Published Jun 18, 2010
mcnasty
24 Posts
We got a new admit at our nursing home. with necrotizing fasciitis. when i came in for my shift to get report, everyone was all bug-eyed and stiffly shaking there heads like "uh-huh. not me. i'm not going in that room"... the CNA who had the assignment said she 'COULD NOT GO IN THE ROOM BECAUSE SHE HAS A COMPROMISED IMMUNE SYSTEM". .....
huh? funny. i never heard her speak of this before. and, um, wouldn't that be a little piece of information you would have to share with the interviewer when the application says 'DO YOU HAVE ANY CONDITION OR DISABILITY THAT WOULD PROHIBIT YOU FROM DOING ANY PART OF THIS JOB?'
i certainly remember that question when i interviewed there.
okay so after switching assignments around and people just flat out refusing, guess who manned up and took the assignment. me.
because not to generalize, but lets just say i work in a part of the south where places are rife with ignorance. about many subjects. you might as well have told these people that there was a 3 headed people eating monster in there waiting for its next victim. so i double gown, double glove, put on a mask, etc. and give the resident a bath, change her, feed her etc... and, because NO ONE else would dare to enter the room, this took an EXTREMELY LONG TIME. in fact, the wound itself was not even covered all the way and the sheets were wet with weeping from the wound. i felt like i needed a silkwood shower after that. i had to tell the nurse that the bandage needed changing. anyway, so its seems like now that they have found a cna who is brave enough to do the assignment, they are actually pulling me off of other halls to do the bath, etc.

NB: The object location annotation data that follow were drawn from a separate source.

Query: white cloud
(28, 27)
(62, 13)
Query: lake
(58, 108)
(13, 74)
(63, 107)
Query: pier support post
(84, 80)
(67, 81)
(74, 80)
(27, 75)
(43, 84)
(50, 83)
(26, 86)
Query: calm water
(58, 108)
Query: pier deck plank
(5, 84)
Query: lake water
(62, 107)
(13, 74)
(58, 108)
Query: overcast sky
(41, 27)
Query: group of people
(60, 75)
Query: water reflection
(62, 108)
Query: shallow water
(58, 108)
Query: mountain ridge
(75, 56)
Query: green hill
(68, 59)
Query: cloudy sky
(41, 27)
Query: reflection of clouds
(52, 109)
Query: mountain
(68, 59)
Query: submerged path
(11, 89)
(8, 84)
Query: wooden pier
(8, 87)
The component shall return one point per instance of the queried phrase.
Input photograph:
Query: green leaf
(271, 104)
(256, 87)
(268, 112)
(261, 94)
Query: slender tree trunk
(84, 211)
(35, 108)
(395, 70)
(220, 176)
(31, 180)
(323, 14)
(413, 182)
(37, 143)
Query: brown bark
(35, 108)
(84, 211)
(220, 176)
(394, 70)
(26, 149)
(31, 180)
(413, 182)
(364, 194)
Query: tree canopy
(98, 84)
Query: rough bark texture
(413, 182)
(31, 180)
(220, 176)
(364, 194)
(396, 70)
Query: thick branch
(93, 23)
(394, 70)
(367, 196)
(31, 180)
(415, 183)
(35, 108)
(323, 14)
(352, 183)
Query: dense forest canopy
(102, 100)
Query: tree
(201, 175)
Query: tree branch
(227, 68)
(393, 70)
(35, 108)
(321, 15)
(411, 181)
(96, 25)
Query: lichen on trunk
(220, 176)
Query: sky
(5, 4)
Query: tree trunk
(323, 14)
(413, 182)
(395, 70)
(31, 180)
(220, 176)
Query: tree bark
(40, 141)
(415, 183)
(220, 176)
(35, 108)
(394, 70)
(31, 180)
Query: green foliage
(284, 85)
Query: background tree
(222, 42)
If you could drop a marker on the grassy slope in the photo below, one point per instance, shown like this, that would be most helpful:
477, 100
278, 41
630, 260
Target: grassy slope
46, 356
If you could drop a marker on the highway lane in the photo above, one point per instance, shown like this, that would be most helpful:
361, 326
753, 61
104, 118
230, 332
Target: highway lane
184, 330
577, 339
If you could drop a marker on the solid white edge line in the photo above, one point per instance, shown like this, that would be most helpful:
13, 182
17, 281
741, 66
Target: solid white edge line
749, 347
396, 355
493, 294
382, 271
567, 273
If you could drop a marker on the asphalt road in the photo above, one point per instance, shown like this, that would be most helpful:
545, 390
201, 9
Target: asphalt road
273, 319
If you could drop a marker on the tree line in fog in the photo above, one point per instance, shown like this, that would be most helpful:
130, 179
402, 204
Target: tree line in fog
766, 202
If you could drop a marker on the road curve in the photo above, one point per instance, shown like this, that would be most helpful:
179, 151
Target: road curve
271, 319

i thought about talking to the nurse managers, or DON about it, but believe me, they were not exactly jumping in provide care for her either. it was really disappointing.
anesbound
11 Posts
That's funny because that is exactly the type of mentality I encountered in the OR. None of the nurses or CRNA staff wanted to enter into the room of a neurosurg patient that had creutzfeldt jacobs disease. I was volunteered for the job and gladly accepted. I mean come on people. It's not like you are going to get the brain in your mouth. Get real! I wish there were more nurses like you out there!
fuzzywuzzy, CNA
1,816 Posts
Oh geez. Isn't that what soap, water, and PPE are for?